La agonía del corredor


José Joaquín Rodríguez Lara


Nunca he estado, ni siquiera de visita, en lo que se suele llamar 'el corredor de la muerte'. Eso sí, llevo casi 70 años en 'el corredor de la vida'. Viviendo en mí.
    Aunque no tenga la mala fama del primero, 'el corredor de la vida' es mucho más letal que el de la muerte. Del corredor de la muerte, a veces, las menos, se sale vivo. Más muerto que vivo, pero se sale. A pesar de la pena de muerte. Del corredor de la vida, de la vida y de sus gozosas y penosas correrías, nadie ha salido vivo jamás. La vida no perdona. La muerte sí lo hace. En ocasiones.
    Más cruel que perder la vida en manos del verdugo me parece a mí vivir los últimos años de la existencia en el corredor de la muerte, despertando cada mañana sin saber si será esa la última luz de tus amaneceres.
    Cierto es que en el corredor de la vida ocurre lo mismo. Nunca sabes cuando vas a morir. Más incluso y aún peor: ignoras en qué forma morirás. Las personas condenadas a muerte sí lo saben. Su señoría el señor juez se encargó personalmente de poner por escrito si morirán fritas en la silla eléctrica, envenenadas por el gas que huele a almendras amargas, crucificadas en una camilla hospitalaria y con jeringuillas en las venas de los brazos, pasadas por el cortafiambres de la guillotina, acribilladas entre el paredón y el pelotón de fusilamiento, hechas una pasta para croquetas entre los dedos del garrote vil, con el cuello roto y pendiente de una soga... La distancia que recorrerás en ese tu último y minúsculo viaje cayendo desde lo alto del patíbulo y la forma y colocación del nudo bajo tu cabeza determinarán tu nivel de sufrimiento.

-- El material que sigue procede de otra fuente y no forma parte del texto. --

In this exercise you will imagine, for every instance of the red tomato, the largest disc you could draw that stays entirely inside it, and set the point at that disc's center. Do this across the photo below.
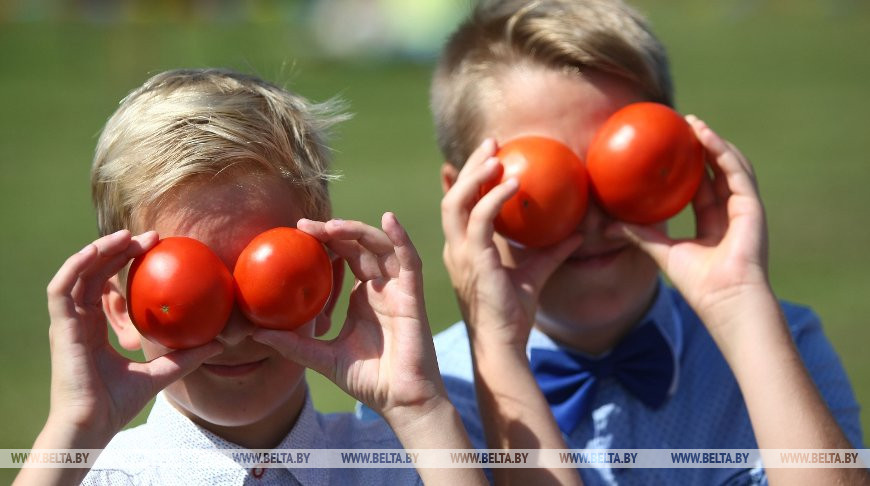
(179, 293)
(552, 196)
(645, 163)
(283, 278)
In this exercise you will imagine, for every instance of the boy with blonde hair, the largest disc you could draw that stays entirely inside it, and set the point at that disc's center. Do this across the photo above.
(625, 361)
(221, 157)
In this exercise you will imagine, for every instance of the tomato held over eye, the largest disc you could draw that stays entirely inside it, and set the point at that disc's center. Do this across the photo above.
(552, 196)
(283, 278)
(645, 163)
(179, 293)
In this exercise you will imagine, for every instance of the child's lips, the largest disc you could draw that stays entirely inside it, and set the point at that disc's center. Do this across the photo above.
(233, 369)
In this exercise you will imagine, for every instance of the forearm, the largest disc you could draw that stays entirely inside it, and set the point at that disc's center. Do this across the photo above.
(515, 414)
(435, 426)
(785, 407)
(59, 434)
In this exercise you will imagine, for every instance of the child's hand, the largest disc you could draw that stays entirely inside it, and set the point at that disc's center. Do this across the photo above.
(94, 390)
(384, 354)
(726, 263)
(498, 303)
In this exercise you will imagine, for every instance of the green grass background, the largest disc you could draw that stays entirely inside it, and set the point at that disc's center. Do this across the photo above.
(785, 81)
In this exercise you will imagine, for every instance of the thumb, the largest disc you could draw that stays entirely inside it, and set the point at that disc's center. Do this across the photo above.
(652, 241)
(309, 352)
(176, 364)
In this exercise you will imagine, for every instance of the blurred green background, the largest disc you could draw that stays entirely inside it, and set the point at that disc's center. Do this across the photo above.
(785, 81)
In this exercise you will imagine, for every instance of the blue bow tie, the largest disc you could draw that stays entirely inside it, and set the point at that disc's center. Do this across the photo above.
(642, 362)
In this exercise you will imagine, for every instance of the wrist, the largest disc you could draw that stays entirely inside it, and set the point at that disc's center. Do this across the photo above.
(750, 324)
(413, 425)
(60, 432)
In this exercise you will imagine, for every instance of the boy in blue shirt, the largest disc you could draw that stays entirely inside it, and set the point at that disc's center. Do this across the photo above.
(626, 361)
(221, 157)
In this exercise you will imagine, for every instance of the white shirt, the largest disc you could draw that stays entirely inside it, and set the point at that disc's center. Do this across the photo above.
(167, 429)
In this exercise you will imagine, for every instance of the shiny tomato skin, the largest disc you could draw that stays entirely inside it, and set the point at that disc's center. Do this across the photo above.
(283, 278)
(552, 196)
(179, 293)
(645, 163)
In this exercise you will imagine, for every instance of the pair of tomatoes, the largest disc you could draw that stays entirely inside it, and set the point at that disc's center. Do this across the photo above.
(643, 165)
(180, 294)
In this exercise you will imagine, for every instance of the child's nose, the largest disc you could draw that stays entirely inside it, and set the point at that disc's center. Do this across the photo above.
(237, 329)
(595, 219)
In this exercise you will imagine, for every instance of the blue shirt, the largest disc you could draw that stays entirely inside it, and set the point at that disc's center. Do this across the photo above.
(705, 409)
(167, 430)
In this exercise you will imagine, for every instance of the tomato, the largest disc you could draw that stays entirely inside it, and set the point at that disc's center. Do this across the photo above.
(179, 293)
(283, 278)
(552, 196)
(645, 163)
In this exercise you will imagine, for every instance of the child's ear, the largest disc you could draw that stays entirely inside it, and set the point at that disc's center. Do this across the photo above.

    El bonito arte de ejecutar a quien delinque no solamente se está extinguiendo, sino que cada vez es más pobre en sus procedimientos. Con menos variedad. Pero aún conserva el corredor de la muerte. El tiempo de espera entre la condena y la ejecución. Soy lego en la materia, pero desde mi punto de vista la estancia en el corredor es lo más angustioso de la pena capital. La muerte es rápida. Inapelable. Silenciosa en sí misma. Pero la espera... La espera es un clamor. Está llena de dudas. De esperanzas y de desesperanzas. Mientras esperas al verdugo haces amistades en el vecindario, con otras personas tan desdichadas como tu. O más, porque llevan más tiempo esperando a que las maten. El día menos pensado te sacan de tu celda, empujan suavemente por el corredor, como nos muestran las películas de los estados unidos de Norteamérica, que no son los estados norteamericanos canadienses del Gran Norte, ni tampoco los estados nortemexicanos de América Central. Mientras avanzas encadenado de pies y de manos y vestido de color butano, miras alternativamente a un lado y a otro y te vas despidiendo de las amistades que hiciste en la última parada del autobús de tus días.
    - Adiós, amigo. Cuídate. Volveremos a vernos.
    No debe de haber mayor zozobra ni angustia tan honda como la agonía del corredor de las agonías. Donde el tiempo se sienta frente a tu celda, te mira al fondo de los ojos y espera sentado a que pases tú, no él, para regodearse viéndote sufrir. En las sentencias de muerte se debería especificar no sólo a qué tipo de muerte se condena al reo, sino también a cuánto tiempo. Cuánto tiempo deberá esperar el condenado en el corredor de las agonías.